The colour magazine reached the pinnacle of its popularity in the Perestroika years, when its editor-in-chief Vitaly Korotich "was guiding Ogoniok to a pro-American and pro-capitalist position". Those years are the subject matter of the book Small Fires: Letters From the Soviet People to Ogonyok Magazine 1987-1990 (Summit Books, New York, 1990) selected and edited by Christopher Cerf, Marina Albee, and with an introduction by Korotich. The magazine sold 1.5 million copies in 1987 and 4.6 million copies in 1990.

In the early 1990s, Ogoniok was owned by Boris Berezovsky, and its popularity started to decline. It sold 0.2 million copies in 1993. Viktor Loshak, the former editor of Moskovskiye Novosti, took over as editor in 2003. As of 2004, it was published by the Russian OVA-PRESS publishing house.
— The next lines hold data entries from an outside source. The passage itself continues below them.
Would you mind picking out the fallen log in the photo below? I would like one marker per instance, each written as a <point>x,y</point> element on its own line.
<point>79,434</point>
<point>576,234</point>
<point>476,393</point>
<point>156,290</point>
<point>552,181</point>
At the height of the 2008–2009 Russian financial crisis, in January 2009, the publication was suspended due to an ownership change.

After a four-month break, publication of Ogoniok was resumed on 18 May 2009, by Kommersant Publishing Group. The first issue published by Kommersant is the 5079th Ogoniok since 1899.

In December 2020, release of Ogoniok was suspended due to financial problems.